Bartholomew turned his thoughts to the wine. ‘There are aspects to this poison I do not understand,’ he said aloud. ‘I saw that cat drink from the broken bottle and it did not die; but the rat did, instantly. And Philius became ill from the poison, but he did not die, despite the fact that it was strong enough to cause that burn on Isaac’s hand.’
‘Armel seems to have died as quickly as Grene,’ said Michael. ‘And the porter at Valence Marie, who was overly curious about the three bottles we left in his care, also burned his hand on them. Perhaps Philius and the cat had a greater resistance to the poison than had Grene and Armel. You are always telling me that people react differently to the same disease and the same treatments.’
‘But not usually to poisons,’ said Bartholomew. ‘At least, not to that extent. A poison strong enough to kill a person from a single sip is hardly likely to have no effect at all on a cat. But we still do not know why Sacks sold this poisoned wine in the first place. Gray says Sacks often sells stolen goods to students, so he would hardly want to deprive himself of their custom by killing them. He must have stolen them from someone else.’
‘That is it!’ said Michael, clicking his fingers with sudden insight. ‘Of course! You have it! He stole them. They were never meant to be sold around the town taverns, and that is why someone went to such pains to retrieve them – as you pointed out days ago. Someone wanted the evidence back.
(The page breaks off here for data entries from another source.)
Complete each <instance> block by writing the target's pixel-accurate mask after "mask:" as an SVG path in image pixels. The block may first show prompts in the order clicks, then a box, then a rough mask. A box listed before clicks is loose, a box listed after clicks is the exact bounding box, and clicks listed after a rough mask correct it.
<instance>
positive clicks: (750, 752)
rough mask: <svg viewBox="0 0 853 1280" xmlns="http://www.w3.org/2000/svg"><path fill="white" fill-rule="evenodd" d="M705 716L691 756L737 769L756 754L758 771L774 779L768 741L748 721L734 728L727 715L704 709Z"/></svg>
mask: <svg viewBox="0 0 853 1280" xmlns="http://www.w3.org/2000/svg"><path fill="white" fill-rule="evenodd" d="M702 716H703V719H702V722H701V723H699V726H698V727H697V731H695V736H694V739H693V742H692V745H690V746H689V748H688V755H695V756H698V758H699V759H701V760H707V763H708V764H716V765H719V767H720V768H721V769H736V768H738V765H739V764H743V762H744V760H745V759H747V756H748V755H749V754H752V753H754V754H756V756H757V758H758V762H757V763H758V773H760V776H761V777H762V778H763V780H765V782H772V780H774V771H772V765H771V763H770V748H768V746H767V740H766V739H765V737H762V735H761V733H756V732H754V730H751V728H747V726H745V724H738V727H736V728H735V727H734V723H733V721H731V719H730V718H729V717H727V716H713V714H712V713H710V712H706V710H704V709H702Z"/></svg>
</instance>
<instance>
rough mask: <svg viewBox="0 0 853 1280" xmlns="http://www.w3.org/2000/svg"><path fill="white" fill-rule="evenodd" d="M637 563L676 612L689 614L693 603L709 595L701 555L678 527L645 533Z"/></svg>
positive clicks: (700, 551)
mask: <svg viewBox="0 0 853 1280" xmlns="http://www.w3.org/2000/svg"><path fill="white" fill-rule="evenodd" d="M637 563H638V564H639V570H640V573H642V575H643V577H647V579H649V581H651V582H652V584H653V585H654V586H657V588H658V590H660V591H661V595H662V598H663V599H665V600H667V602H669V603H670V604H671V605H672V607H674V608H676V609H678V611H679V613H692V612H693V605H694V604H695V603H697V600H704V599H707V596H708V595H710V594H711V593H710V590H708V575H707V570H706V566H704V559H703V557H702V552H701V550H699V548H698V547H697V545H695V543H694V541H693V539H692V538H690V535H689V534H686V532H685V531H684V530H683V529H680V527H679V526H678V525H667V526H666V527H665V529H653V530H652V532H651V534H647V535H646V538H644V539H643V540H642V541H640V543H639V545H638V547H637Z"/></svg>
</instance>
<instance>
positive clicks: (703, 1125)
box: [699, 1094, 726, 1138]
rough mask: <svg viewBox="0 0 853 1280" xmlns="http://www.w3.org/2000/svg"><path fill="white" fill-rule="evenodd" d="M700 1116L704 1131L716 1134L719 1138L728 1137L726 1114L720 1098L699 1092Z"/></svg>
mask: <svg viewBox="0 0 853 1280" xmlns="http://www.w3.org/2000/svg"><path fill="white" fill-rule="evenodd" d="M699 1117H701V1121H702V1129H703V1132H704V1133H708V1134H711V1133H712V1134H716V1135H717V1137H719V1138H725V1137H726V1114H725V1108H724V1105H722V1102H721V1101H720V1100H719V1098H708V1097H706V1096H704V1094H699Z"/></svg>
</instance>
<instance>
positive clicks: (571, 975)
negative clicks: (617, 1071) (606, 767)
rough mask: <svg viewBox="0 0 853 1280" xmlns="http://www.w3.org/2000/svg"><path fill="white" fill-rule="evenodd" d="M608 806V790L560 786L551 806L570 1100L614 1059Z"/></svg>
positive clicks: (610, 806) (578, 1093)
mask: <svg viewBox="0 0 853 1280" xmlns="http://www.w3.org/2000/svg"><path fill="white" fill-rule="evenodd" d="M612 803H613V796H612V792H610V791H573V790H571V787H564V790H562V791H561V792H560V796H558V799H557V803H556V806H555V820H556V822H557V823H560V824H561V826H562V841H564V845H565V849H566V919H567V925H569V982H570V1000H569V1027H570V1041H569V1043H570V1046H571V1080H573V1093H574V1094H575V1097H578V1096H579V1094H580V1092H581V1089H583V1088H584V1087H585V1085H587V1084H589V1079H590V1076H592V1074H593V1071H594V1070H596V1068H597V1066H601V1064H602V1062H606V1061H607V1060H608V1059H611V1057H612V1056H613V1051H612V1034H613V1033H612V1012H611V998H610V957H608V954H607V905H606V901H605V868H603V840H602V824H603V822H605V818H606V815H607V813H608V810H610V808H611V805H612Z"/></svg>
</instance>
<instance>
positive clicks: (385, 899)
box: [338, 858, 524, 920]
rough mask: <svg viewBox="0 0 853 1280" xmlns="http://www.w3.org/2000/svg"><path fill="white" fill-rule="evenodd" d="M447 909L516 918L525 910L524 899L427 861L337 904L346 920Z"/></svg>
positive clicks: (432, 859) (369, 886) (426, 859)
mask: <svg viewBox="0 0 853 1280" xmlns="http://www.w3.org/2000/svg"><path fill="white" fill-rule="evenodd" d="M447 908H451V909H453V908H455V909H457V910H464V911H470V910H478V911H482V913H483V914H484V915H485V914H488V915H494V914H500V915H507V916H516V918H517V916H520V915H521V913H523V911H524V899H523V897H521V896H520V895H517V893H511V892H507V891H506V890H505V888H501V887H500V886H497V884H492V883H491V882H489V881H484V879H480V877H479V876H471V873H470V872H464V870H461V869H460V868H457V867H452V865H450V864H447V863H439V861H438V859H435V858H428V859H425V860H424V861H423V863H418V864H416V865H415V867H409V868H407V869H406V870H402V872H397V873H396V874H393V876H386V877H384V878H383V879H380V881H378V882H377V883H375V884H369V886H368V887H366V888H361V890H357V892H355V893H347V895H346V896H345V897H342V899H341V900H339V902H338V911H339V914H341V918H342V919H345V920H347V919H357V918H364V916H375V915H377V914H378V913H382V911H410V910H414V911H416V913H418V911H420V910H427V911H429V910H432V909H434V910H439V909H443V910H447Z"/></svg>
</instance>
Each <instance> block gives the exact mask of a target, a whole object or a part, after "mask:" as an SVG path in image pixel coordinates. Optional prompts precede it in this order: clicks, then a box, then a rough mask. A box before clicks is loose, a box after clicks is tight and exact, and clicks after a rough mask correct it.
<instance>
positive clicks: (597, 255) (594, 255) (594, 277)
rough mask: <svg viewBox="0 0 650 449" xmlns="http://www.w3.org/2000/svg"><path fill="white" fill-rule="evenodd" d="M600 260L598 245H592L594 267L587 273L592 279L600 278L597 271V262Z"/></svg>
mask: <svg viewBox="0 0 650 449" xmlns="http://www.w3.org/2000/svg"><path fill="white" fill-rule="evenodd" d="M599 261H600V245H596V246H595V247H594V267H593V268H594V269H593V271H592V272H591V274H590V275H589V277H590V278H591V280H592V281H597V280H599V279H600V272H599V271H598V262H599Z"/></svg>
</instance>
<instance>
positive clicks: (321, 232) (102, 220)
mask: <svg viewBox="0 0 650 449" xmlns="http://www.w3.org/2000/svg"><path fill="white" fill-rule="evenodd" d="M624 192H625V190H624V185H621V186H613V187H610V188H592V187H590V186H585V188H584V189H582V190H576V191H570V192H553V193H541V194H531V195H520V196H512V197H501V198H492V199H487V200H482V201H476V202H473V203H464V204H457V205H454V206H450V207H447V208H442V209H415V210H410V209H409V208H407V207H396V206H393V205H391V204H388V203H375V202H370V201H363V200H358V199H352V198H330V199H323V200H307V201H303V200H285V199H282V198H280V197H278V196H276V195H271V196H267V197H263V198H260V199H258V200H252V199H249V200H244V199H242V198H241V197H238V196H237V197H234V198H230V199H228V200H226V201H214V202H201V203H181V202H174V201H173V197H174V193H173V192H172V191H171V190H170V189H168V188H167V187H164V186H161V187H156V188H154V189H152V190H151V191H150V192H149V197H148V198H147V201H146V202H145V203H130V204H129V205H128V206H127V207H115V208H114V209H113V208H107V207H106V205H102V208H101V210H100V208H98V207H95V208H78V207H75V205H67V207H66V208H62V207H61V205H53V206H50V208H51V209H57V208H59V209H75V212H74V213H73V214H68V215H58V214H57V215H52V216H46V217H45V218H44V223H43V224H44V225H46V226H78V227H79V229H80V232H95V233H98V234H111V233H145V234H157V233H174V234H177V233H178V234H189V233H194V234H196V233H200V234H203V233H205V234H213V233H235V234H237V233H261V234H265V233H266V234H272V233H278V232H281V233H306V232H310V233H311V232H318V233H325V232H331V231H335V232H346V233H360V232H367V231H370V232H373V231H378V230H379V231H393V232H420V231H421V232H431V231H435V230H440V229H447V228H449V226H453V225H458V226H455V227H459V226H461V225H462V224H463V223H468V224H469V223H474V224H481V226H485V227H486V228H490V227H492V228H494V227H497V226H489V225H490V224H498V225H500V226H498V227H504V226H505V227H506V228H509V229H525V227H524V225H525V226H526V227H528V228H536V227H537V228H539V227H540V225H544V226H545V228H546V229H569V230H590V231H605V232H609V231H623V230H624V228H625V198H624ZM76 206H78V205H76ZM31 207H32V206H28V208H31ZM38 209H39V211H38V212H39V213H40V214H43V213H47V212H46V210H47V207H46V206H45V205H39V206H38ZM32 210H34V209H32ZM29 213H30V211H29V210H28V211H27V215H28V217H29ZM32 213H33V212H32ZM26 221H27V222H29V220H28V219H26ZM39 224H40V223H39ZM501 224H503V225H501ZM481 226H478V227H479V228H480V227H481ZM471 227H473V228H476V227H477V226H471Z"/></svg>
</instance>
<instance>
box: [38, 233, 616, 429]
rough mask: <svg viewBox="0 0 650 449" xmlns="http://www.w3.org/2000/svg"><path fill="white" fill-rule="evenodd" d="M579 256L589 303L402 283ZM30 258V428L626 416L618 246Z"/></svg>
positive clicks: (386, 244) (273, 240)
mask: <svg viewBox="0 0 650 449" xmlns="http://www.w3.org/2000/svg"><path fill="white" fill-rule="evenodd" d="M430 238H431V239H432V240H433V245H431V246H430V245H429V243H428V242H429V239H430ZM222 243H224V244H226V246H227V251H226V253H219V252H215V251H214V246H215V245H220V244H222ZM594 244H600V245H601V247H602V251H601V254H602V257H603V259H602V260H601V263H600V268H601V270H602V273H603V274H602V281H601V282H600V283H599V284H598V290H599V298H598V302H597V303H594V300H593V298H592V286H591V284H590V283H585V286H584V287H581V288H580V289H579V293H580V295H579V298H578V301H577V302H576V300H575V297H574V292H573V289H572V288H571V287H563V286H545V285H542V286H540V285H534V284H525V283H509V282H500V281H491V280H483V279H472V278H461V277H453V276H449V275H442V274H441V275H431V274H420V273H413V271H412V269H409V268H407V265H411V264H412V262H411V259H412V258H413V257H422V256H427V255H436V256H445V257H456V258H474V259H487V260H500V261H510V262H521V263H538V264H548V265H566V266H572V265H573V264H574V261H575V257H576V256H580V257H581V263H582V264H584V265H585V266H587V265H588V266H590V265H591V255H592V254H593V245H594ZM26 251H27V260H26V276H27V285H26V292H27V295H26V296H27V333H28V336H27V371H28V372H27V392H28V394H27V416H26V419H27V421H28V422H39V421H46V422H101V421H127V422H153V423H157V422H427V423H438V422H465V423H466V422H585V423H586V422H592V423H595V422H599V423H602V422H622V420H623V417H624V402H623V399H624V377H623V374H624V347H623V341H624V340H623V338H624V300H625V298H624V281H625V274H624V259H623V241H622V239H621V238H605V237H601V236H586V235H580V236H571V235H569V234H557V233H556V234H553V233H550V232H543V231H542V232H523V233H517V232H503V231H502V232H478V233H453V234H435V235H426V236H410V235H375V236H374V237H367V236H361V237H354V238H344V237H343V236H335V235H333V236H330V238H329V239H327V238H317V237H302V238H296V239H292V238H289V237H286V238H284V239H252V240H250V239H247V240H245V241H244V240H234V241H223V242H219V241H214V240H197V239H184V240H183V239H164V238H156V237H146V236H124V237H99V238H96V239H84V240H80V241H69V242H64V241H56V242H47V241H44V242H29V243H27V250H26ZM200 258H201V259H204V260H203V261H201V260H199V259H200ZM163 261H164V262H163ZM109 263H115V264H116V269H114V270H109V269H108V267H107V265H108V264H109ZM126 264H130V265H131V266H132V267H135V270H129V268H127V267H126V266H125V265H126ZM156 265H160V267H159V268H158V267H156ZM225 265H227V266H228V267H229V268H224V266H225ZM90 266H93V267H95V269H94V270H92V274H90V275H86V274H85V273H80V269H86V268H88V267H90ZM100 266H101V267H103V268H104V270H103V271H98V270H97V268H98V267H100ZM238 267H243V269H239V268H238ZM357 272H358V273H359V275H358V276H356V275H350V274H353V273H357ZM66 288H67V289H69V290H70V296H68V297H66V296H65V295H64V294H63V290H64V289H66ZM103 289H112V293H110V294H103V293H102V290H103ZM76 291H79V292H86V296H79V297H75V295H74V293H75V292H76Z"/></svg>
This is beginning to make sense.’
‘Not to me,’ said Bartholomew. ‘So, what you are suggesting is that Sacks stole these six bottles of wine and began selling them in the Brazen George. Thorpe and his cronies, perhaps out of fear of Oswald’s anger at their disobedience, covered up the death of the apprentice Oswald denies losing. Thorpe kept the second bottle to use at a later date–’
‘And that meant that the people trying to retrieve their wine would have no clue where to look,’ interrupted Mi
chael, nodding. ‘There were no tales of sudden and violent death for four weeks to reveal the bottles’ whereabouts – although Sacks sold the first of the wine four weeks ago, the first public death did not occur until last Saturday.’
He took a bone from his plate and gnawed it thoughtfully, while Bartholomew watched him, wondering whether all their reasoning was correct. Michael waved the bone in the air and continued.
‘At the installation I did not announce the fact that I had taken the bottle from which Grene had been drinking to look for poison, but I did not take it with stealth. Anyone might have seen me remove it. I imagine that, first, these people went to Michaelhouse, where they found not one but four of their bottles. Then they went to Gonville Hall where they retrieved the fifth one and killed Isaac at the same time.’
‘But why go to Gonville at all?’ asked Bartholomew. ‘No one knew that Philius had been poisoned until I diagnosed it. And why was Isaac’s death so brutal?’
Michael shrugged and then stretched his meaty arms. ‘I confess I do not know. But we have made good headway with this mystery. At least we have the answer to some of our questions.’
‘But not the identities of the people trying to kill us,’ said Bartholomew glumly. ‘And not why someone chopped Egil’s head and hands from his body. Nor why Eligius should help a misguided adolescent commit murder. And I am still uncomfortable with the roles Colton and Julianna are playing in all this.’
‘And we know a little of the smugglers that my grandmother uncovered,’ said Michael, ignoring Bartholomew’s pessimism. He gestured at the figs. ‘The town is flooded with foods not normally seen at this time of year. Deschalers is a grocer – these figs, lemons, nuts and Agatha’s pomegranate must have come from him. I am not sure I believe Deschalers’s claim that he stores them in his cellars. Gathers them from the Fens, more like.’